Hoare had seen the duc several times in the salon d'escrime of his own instructor, the Vicomte Marc-Antoine de Chatillon de Barsac. His royal highness had visibly relished poking fun at these awkward Englishmen who thrust away so earnestly at each other with De Barsac's foils and sabres. But he had not been above taking up the occasional foil himself, and he had acquitted himself well enough.
"Well," said Sir George, "a pair of cits went up to the common this morning to settle some petty matter of honor. Found His Grace there all by himself in the snow with a sword through his heart. There'll be hell to pay at the Foreign Office.
"And hell to pay at the Admiralty, for that matter. I hope you didn't know it, Hoare, but he was in our pay, too. Kept us abreast of the politics of our opposite numbers in Napoleon's navy. Don't know how he managed to keep abreast himself, but there you are.
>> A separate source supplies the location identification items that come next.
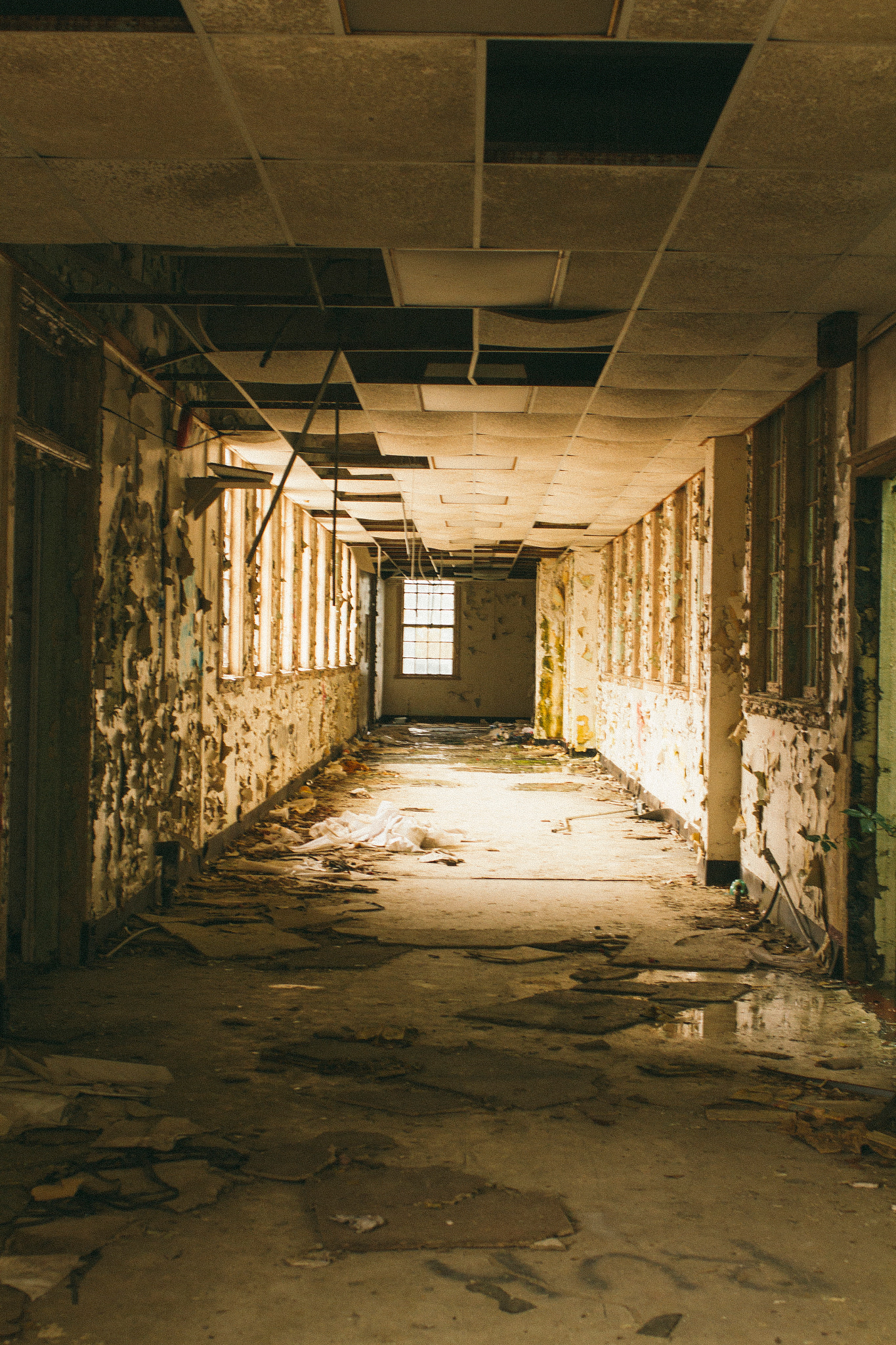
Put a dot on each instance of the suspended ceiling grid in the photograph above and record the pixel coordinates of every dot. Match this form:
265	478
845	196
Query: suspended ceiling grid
710	277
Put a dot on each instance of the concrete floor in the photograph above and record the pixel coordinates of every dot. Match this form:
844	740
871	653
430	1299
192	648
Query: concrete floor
746	1231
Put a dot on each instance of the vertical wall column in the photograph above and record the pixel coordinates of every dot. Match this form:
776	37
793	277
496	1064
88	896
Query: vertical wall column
550	649
7	508
581	695
726	503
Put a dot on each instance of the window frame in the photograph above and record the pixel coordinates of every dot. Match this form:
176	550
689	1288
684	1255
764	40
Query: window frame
456	640
800	452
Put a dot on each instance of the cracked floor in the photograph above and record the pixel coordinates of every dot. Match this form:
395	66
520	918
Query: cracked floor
736	1227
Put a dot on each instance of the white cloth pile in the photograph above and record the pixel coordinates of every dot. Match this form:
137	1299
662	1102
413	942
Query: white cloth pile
387	829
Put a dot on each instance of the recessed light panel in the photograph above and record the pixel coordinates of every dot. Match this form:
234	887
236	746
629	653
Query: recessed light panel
475	278
440	399
481	16
606	102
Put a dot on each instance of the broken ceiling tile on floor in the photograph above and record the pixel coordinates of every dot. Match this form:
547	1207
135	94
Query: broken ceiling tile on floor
563	1012
673	992
238	940
430	1207
707	951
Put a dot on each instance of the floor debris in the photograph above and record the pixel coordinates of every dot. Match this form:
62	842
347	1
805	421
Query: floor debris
305	1160
563	1011
233	940
515	957
490	1078
672	992
661	1328
37	1275
430	1207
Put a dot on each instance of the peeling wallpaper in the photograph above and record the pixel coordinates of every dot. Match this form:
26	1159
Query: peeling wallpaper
178	752
496	655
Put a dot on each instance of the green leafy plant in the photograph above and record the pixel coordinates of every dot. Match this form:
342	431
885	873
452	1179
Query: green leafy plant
826	843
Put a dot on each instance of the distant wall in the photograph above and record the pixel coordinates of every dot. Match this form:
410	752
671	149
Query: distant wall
496	657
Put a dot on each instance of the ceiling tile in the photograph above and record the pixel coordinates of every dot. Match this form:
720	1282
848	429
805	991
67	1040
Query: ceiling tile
35	210
350	423
403	100
672	372
486	16
284	366
389	397
468	399
265	15
203	205
699	334
698	20
580	208
779	374
422	423
704	427
603	278
526	447
864	284
526	427
114	96
630	428
815	104
377	205
832	20
779	211
726	284
880	241
561	400
622	401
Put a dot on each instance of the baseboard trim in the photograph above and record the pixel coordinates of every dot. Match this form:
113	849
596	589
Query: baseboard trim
649	801
96	933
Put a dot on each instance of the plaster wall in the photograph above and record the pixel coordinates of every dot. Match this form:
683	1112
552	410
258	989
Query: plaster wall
496	655
796	753
179	751
550	651
651	650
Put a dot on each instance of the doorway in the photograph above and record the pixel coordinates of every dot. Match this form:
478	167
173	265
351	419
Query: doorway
50	720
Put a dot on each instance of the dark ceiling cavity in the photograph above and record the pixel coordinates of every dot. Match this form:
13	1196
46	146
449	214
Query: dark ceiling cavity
73	15
482	16
601	102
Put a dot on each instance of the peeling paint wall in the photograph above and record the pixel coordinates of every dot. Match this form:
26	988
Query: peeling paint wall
496	655
796	753
550	650
651	648
181	752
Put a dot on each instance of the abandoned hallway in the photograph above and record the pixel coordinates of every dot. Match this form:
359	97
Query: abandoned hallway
444	1049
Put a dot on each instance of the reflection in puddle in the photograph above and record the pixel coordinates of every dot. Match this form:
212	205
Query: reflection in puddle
711	1023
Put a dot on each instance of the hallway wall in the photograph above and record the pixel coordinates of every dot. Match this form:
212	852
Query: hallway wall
622	642
496	655
213	686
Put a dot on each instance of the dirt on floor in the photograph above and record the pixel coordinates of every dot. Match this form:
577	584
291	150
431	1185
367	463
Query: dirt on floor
515	1076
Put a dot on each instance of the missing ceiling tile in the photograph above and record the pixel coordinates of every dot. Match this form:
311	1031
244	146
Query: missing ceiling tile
599	102
486	16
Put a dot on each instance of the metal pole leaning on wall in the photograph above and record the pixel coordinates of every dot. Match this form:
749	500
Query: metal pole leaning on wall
300	445
335	499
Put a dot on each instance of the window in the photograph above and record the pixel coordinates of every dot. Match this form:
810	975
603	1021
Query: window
789	546
427	628
233	577
288	585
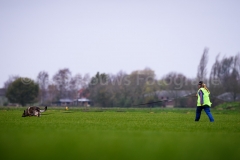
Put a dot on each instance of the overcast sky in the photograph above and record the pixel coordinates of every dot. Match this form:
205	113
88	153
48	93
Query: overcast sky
88	36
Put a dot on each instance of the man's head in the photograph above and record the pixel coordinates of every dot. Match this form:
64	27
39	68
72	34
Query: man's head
200	84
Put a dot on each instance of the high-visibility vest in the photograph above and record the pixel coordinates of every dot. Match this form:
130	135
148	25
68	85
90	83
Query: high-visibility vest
206	99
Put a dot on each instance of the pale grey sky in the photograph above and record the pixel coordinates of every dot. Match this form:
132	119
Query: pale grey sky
113	35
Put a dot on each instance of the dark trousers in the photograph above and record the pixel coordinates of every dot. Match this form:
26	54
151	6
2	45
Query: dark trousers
207	111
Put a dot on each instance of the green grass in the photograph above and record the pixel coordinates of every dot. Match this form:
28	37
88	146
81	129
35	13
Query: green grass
119	134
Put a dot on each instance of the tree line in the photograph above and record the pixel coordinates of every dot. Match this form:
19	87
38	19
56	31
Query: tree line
140	86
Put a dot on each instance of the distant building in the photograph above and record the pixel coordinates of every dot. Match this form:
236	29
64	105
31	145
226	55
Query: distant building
176	98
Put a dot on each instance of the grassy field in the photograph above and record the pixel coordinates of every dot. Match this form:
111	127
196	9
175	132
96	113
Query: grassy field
119	134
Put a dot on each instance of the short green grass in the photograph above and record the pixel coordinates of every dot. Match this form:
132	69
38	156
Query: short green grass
119	134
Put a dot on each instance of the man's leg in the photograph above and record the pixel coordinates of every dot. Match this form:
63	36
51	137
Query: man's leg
207	110
198	113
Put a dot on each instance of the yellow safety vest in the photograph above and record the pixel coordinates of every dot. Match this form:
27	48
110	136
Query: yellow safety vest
206	99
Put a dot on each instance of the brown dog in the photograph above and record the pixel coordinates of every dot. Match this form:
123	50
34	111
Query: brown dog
33	111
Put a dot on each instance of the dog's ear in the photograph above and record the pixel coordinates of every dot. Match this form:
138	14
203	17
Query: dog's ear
23	115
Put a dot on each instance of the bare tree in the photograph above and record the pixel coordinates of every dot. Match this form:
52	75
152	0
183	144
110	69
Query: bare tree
202	67
10	80
42	80
226	72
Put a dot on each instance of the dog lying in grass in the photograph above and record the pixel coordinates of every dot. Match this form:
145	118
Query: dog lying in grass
33	111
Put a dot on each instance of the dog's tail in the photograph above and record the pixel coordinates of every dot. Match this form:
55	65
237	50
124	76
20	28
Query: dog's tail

You speak French, don't you, Hoare?"
"Yes, sir." Indeed he did. Nearly twenty years ago, when he was second in Staghound, Hoare had left his beloved, gently born French-Canadian bride Antoinette ashore in Halifax, to die in childbirth without him. He had never seen his daughter; the infant's grandparents had swept her away before he returned. He had never even learned her name.
"Well, I want you to keep a weather eye out on the matter, on the navy's behalf. I don't trust the mayor's men to get to the bottom of anything but a mug of Oh-Be-Joyful. They've taken up De Barsac. Seems our royal duke was sent to his Maker by one of the swords at the viscount's school. Can't see why they don't have barons and earls like civilized people. Anyhow, see to it, Hoare."
Hoare heard these words with dismay. Before fleeing France in '93 just ahead of the guillotine, De Barsac had been an able frigate captain and an honorable enemy. Now, besides being Hoare's instructor, he was his friend. And with a sinking of the stomach, it came back to him that the taverns had been abuzz last night with the news that His Grace and the maitre had engaged in a snarling match upon the floor of the latter's own establishment.
"They sounded like a pair of tomcats, if you ask me," Hoare's informant had said. "I half expected De Barsac to draw on the duke. There would really have been the devil to pay then, and no pitch hot."
"Aye aye, sir," he whispered to the admiral, and left.